= Richard J. Hinton =

Richard Josiah Hinton (November 26, 1830 – December 20, 1901) was a journalist, author, abolitionist, and military officer with the rank of colonel. He was the commander of African-American soldiers in the American Civil War, Freedmens Bureau official, and U.S. government official.

==Biography==
Born in England, he came to the United States in 1851, and became an important witness to events leading to the Civil War and its aftermath. He was an abolitionist who moved to Kansas in 1856 to help stop the spread of slavery. During the Civil War he helped recruit units of the new United States Colored Troops, and served as an officer of one (all the officers were white). He wrote about Abraham Lincoln, John Brown, and poet Richard Realf.

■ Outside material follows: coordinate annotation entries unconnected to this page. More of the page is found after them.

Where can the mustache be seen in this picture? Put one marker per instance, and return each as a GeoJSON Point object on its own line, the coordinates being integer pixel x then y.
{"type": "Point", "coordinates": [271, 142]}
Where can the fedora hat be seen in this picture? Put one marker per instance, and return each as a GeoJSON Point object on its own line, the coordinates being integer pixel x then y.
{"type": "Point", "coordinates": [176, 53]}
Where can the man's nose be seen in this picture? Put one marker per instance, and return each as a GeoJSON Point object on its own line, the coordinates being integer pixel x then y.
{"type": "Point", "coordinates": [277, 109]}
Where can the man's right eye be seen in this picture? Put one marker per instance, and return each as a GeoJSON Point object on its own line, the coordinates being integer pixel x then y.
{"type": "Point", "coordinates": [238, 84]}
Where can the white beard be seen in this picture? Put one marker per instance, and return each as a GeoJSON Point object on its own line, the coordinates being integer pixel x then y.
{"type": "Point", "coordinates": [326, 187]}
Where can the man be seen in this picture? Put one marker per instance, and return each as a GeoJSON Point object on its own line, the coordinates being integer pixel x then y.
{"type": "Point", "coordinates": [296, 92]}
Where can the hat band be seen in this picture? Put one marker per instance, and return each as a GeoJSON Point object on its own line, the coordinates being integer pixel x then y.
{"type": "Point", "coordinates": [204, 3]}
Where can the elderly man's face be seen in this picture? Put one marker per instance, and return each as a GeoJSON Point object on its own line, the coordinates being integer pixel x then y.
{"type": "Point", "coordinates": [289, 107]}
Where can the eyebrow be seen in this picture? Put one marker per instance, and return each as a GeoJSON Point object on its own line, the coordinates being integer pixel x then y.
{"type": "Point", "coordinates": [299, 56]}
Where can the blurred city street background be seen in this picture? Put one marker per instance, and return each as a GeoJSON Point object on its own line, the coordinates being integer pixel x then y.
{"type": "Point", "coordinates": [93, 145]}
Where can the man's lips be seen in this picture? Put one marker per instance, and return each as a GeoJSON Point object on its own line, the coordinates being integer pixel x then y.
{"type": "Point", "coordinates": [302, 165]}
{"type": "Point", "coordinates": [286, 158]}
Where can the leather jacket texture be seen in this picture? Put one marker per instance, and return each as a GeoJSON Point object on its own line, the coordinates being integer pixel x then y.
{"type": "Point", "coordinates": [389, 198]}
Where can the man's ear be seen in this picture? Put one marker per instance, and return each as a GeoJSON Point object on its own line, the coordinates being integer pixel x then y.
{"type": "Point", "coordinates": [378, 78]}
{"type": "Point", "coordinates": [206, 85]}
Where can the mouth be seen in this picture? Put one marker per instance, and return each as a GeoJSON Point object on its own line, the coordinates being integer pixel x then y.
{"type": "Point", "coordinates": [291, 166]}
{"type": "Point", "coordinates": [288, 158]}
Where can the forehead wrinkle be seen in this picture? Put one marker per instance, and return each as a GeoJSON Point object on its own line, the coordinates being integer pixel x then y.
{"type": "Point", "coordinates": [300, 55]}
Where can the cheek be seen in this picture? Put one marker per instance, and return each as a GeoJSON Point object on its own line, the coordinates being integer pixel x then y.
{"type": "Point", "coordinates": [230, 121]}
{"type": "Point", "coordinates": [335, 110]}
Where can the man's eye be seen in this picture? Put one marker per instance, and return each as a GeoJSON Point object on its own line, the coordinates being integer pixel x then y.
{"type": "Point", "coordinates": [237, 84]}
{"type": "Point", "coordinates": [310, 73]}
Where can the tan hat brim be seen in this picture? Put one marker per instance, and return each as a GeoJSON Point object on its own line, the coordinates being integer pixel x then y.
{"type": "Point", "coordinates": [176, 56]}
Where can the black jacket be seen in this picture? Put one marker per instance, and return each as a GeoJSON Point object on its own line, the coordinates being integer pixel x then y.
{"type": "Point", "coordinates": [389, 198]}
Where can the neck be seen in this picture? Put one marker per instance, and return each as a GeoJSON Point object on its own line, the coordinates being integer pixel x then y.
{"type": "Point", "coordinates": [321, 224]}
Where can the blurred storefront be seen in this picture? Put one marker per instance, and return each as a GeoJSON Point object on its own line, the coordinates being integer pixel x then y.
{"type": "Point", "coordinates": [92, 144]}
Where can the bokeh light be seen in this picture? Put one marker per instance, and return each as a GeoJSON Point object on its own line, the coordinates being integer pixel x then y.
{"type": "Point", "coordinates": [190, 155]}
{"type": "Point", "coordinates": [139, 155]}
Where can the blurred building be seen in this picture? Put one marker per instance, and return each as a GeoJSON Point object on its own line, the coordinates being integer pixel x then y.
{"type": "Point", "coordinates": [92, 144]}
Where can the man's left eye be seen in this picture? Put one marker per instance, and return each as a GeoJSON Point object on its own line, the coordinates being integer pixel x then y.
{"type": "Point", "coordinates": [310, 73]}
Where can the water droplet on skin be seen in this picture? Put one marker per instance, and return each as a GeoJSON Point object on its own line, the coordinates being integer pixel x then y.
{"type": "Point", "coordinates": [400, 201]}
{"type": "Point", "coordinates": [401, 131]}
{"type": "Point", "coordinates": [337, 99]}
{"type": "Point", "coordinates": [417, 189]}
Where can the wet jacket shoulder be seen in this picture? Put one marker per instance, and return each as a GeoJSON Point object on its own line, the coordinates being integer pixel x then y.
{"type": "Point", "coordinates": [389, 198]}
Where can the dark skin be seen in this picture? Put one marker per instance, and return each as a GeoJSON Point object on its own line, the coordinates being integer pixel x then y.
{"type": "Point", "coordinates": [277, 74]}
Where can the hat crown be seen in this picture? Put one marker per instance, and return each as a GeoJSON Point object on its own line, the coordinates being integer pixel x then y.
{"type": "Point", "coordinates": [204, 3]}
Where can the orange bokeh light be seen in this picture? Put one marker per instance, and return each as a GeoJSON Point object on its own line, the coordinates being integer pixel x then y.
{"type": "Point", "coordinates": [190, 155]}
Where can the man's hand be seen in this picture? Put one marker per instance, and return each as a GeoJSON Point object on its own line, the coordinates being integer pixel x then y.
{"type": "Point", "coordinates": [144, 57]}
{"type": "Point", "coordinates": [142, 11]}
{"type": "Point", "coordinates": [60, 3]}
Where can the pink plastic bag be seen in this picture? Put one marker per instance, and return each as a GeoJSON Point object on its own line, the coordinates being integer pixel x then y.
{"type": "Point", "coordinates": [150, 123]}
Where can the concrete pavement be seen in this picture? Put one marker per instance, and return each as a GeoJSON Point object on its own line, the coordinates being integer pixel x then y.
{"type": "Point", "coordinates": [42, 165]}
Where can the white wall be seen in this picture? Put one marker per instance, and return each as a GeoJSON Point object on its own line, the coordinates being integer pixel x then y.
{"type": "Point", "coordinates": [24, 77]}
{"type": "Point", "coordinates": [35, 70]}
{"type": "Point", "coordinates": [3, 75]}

He reported from Haiti for James Redpath's Pine and Palm newspaper. He served as an officer with the 1st Kansas Colored Infantry Regiment in 1862 and then as captain of Company B, 2nd Kansas Colored Infantry Regiment. (All the "colored" regiments had white officers.) He subsequently served in various federal government positions: United States Commissioner of Emigration in Europe in 1867; inspector of U.S. consulates in Europe; special agent to President Ulysses S. Grant to Vienna in 1873; special agent to the Departments of Treasury and State on the frontier and in Mexico in 1883; irrigation engineer to the U.S. Geological Survey from 1889-1890; and special agent in charge of the U.S. Department of Agriculture from 1890 to 1892. In 1900 he wrote "I am glad also I was able to do other work, both as writer and fighter, in a small way, and, among Kansas soldiers, and many others by far more important than myself, to make the union secure and the whole of the state free from the curse of chattelism."

In 1897 he played a prominent role in a new political movement, Social Democracy of America. The founding convention of the Social Democracy of America established a three member “Colonization Commission” consisting of Richard J. Hinton, and two journalists, Cyrus Field Willard and socialist propagandist W.P. Borland of Bay City, Michigan. Hinton, Willard and Borland helped lead an affiliated initiative, the Brotherhood of the Cooperative Commonwealth, whose goal was to concentrate progressive thinkers in one state. They chose Washington State as the most suitable for the purpose. The Equality Colony was founded as part of this initiative.

When he died in 1901, he was survived by his wife Isabella H. Hinton, and two sons, George F. and Ralph Hinton. The Kansas Historical Society has a collection of his papers.

==Publications (chronologically)==

- '"'The Life and Public Services of Hon. Abraham Lincoln, of Illinois, and Hon. Hannibal Hamlin, of Maine (with Lincoln's speeches)'" (1860)
- "Rebel invasion of Missouri and Kansas, and the campaign of the army of the border against General Sterling Price, in October and November, 1864" (1865)
- "English radical leaders" (1877)
- "The Hand-book to Arizona : Its Resources, History, Towns, Mines, Ruins and Scenery" (1878)
- (With Frank A. Burr) ""Little Phil" and his troopers : the life of Gen. Philip H. Sheridan : its romance and reality, how an humble lad reached the head of an army" (1888)
- "Irrigation in the United States" (1890)
- "A report on irrigation and the cultivation of the soil thereby, with physical data, conditions, and progress within the United States for 1891, accompanied by maps, illustrations, and papers" (1892)
- "John Brown and his men; with some account of the roads they traveled to reach Harper's Ferry" (1894) In 1899 he published a summary.
- "Poems by Richard Realf, poet, soldier, workman : With a memoir by Richard J. Hinton" (1898)
- "Richard Realf's Free-state Poems : with personal lyrics written in Kansas. Edited, with historical notes, by Col. RIchard J. Hinton" (1900) Contains a 14-page introduction on Hinton, by William E. Connelley.